Lidl has appointed Roman Heini as its chairman, replacing Michael Aranda who will assume new responsibilities on Lidl’s management board in Europe.
Underscores commitment to US market
The appointment of Roman Heini, effective March 1, reinforces Lidl’s commitment to the US, 18 months after it entered the market. Heini joined Lidl last October from Aldi, having worked for the retailer for 18 years, including leading its UK business and serving as the chairman of the advisory board for Aldi Süd in Germany.
Focus on tackling “priority projects”
In his new role, Heini will work with Lidl US CEO, Johannes Fieber. He joined the business last summer, having previously held the same role for Lidl in Sweden. With just over 60 stores currently trading, Lidl’s progress has been slower than anticipated. However, it comes as a pivotal time having recently acquired 27 Best Market stores to support its expansion in New Jersey and New York and pushing ahead with its geographical expansion with its first stores in Atlanta. He will focus on tackling the “priority projects” which are likely to include delivering stronger growth from existing stores, raising brand awareness and looking for other strategic acquisitions to drive faster expansion.
Closer alignment with Europe
The appointment of Heini, and Fieber’s last year, indicate that Lidl’s model in the US will be more closely aligned to its European operations going forward. Lidl entered the US market with a differentiated format, operating a larger footprint and introducing a unique look and feel. However, it recently opened a store in Aberdeen, Maryland with a total footprint of 25,000 sq ft, compared to 36,000 sq ft for its first wave of US stores. The business has also flexed it property search to include leasehold sites, while the acquisition of Best Market highlighted a new route to expansion.

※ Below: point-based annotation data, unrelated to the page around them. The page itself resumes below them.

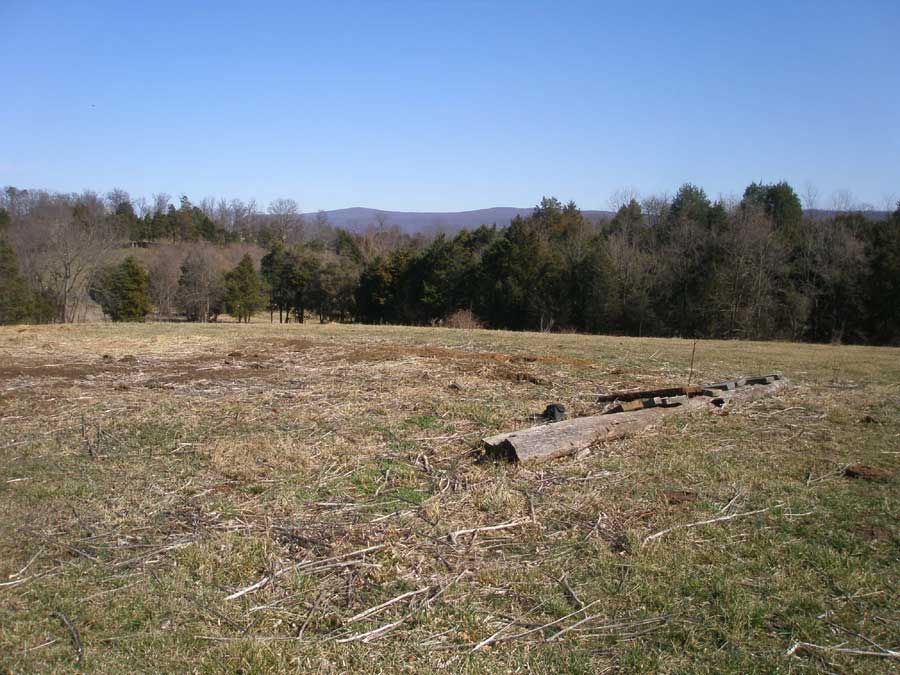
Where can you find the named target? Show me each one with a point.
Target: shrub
(463, 318)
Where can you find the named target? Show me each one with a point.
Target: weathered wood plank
(550, 441)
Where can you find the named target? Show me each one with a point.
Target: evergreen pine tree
(243, 291)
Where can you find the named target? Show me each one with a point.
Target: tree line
(757, 267)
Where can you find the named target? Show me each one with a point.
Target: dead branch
(515, 523)
(809, 646)
(383, 605)
(720, 519)
(73, 632)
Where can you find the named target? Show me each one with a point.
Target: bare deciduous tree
(286, 222)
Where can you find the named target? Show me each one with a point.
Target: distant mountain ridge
(359, 218)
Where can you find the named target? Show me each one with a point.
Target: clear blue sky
(452, 105)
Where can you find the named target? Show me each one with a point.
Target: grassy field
(263, 498)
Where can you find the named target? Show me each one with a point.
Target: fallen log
(549, 441)
(634, 394)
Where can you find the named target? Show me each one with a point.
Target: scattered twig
(489, 528)
(720, 519)
(384, 605)
(76, 639)
(809, 646)
(365, 637)
(319, 565)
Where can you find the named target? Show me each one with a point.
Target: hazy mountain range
(359, 218)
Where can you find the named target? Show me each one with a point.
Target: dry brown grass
(148, 472)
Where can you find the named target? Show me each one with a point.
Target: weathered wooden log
(549, 441)
(634, 394)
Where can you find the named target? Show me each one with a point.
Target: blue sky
(449, 106)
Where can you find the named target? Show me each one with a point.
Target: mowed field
(266, 498)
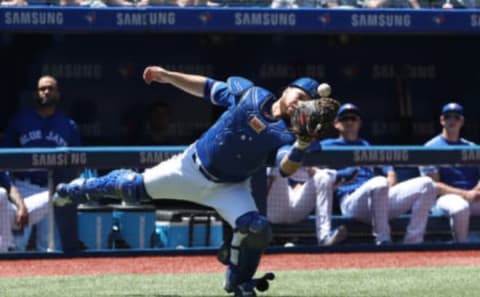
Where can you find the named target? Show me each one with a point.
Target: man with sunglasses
(43, 125)
(458, 186)
(375, 199)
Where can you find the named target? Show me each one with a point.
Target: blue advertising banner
(168, 19)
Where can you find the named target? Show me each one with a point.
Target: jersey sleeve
(10, 137)
(428, 170)
(5, 181)
(75, 139)
(217, 93)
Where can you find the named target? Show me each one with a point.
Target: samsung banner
(237, 20)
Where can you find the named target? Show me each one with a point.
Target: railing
(141, 157)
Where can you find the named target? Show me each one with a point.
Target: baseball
(324, 90)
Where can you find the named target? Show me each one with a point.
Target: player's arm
(190, 83)
(290, 158)
(391, 176)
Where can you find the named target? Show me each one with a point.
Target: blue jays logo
(205, 17)
(439, 19)
(325, 18)
(91, 17)
(257, 125)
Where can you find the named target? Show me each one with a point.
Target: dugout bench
(438, 230)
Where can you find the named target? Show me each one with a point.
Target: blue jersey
(5, 181)
(28, 129)
(244, 137)
(455, 176)
(364, 173)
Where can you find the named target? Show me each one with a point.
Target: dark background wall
(399, 82)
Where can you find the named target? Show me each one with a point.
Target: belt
(203, 170)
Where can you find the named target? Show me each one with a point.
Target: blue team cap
(307, 84)
(348, 108)
(452, 107)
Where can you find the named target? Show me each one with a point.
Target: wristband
(301, 144)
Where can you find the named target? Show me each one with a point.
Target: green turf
(412, 282)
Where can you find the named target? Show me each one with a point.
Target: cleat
(262, 284)
(335, 236)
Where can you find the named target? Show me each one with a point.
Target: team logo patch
(257, 125)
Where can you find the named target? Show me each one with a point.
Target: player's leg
(458, 209)
(369, 203)
(37, 206)
(418, 195)
(323, 183)
(252, 234)
(287, 203)
(125, 184)
(7, 217)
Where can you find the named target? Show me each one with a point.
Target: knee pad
(252, 235)
(257, 229)
(131, 188)
(123, 183)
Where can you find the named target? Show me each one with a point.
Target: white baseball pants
(179, 178)
(37, 205)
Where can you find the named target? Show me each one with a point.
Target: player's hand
(155, 73)
(21, 218)
(472, 195)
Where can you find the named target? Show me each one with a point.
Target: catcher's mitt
(313, 117)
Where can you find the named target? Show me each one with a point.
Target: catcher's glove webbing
(313, 117)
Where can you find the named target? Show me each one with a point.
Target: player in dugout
(215, 170)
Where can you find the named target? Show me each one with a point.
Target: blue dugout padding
(52, 159)
(146, 156)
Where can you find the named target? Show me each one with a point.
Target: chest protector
(242, 139)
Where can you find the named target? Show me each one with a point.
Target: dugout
(399, 75)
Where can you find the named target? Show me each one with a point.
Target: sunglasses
(44, 88)
(349, 118)
(452, 116)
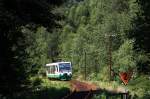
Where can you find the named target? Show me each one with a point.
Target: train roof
(50, 64)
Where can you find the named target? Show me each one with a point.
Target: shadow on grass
(44, 93)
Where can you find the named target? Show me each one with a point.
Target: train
(59, 70)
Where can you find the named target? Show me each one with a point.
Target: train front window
(64, 66)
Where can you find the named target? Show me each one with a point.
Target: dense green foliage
(92, 34)
(90, 28)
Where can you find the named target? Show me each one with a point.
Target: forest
(93, 34)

Aldi on-track for 2,500 stores
Aldi remains Lidl’s most formidable hard discount competitor in the US. It remains on-track to operate 2,500 stores by the end of 2022, opening 80-100 new stores each year. It has also flexed its offer to incorporate more fresh, natural and organic ranges. It is in the process of investing $5bn in the business, including spending $1.6bn to remodel 1,300 of its older stores.
Resurgence at Save-A-Lot
In addition, Save-A-Lot, the other primary hard discount retailer in the market, is also aiming to capitalise on channel opportunities. Having been acquired by private equity group, Onex Corp., in 2016 it is led by CEO Kenneth McGrath. He oversaw Lidl’s plans to expand into the US and held the CEO role at Lidl Ireland. Last year, it revealed a new-look store concept that represents a significant step forward for the business. However, for all three discounters, the greatest opportunities will come from gaining share from supermarket retailers, rather than competing directly with each other.